Das Land Hessen hat bereits 2017 mit der Förderung von drei Pilot-Landschaftspflegeverbänden in den Landkreisen Lahn-Dill, Waldeck-Frankenberg und dem Wetteraukreis einen neuen Weg bei der Umsetzung von Naturschutzmaßnahmen beschritten. Die Pilot-Landschaftspflegeverbände unterstützen die Landkreise bei der Umsetzung individueller Projekte und Aktionen zu Gunsten besonders schützenswerter Arten und Lebensräume sowie im Rahmen des Vertragsnaturschutzes zur Förderung einer besonders nachhaltigen Landwirtschaft in Hessen. Für die dreijährige Pilotphase erhalten die Pilot-Landkreise jeweils bis zu 200.000 Euro von der Hessischen Landesregierung. „Die Landschaftspflegeverbände leisten wertvolle Arbeit, weswegen wir eine Ausweitung planen. Künftig soll in jedem Landkreis ein Landschaftspflegeverband angeboten werden. Ziel ist es, sie landesweit zu etablieren“, so Hinz weiter.

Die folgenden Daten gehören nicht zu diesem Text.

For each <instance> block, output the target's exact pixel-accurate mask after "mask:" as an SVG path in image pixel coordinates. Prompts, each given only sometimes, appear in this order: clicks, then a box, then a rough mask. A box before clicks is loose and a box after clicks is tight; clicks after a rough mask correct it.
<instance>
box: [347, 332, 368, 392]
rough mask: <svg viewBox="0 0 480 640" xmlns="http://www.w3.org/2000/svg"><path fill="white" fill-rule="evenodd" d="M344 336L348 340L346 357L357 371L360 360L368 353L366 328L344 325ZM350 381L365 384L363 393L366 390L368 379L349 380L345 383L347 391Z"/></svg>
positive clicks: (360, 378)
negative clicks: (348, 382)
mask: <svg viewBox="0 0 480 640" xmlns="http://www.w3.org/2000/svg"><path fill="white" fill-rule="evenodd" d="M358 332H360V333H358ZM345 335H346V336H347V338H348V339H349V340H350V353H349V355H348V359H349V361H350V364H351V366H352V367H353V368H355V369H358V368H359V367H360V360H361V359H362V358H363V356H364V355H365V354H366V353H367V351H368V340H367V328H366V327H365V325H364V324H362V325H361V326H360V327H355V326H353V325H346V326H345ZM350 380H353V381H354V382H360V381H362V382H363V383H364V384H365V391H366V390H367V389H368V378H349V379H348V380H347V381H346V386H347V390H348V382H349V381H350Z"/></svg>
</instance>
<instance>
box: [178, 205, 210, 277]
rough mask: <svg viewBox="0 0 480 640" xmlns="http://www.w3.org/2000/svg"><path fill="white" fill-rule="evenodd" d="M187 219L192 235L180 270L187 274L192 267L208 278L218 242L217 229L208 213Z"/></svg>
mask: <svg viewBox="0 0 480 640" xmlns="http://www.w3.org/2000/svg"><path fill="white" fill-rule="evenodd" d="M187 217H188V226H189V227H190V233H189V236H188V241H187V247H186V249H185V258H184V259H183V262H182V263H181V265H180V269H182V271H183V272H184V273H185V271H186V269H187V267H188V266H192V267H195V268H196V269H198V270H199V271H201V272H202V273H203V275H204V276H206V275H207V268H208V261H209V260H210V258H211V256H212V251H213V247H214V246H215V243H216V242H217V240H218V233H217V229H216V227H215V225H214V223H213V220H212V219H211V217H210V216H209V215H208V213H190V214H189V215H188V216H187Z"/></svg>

Die Aktivitäten der Landschaftspflegeverbände sind vielfältig. So setzt sich der Landschaftspflegeverband des Wetteraukreises für Schutzmaßnahmen für die Feldflur-Arten Grauammer, Rebhuhn und Feldhamster ein, im Lahn-Dill-Kreis gelten die Bemühungen der Sicherung des letzten großen Vorkommens des Braunkehlchens in Hessen, andernorts steht beispielsweise der Schutz der Streuobstwiesen im Mittelpunkt. Mit der im Mai 2018 gestarteten Naturschutzkampagne „Für Natur. Für Vielfalt. Für uns.“ fördert Hessen darüber hinaus die bereits bestehenden Landschaftspflegeverbände der Landkreise Gießen, Hochtaunus, Main-Kinzig, Main-Taunus und Rheingau-Taunus sowie des Naturparks Werra-Meißner.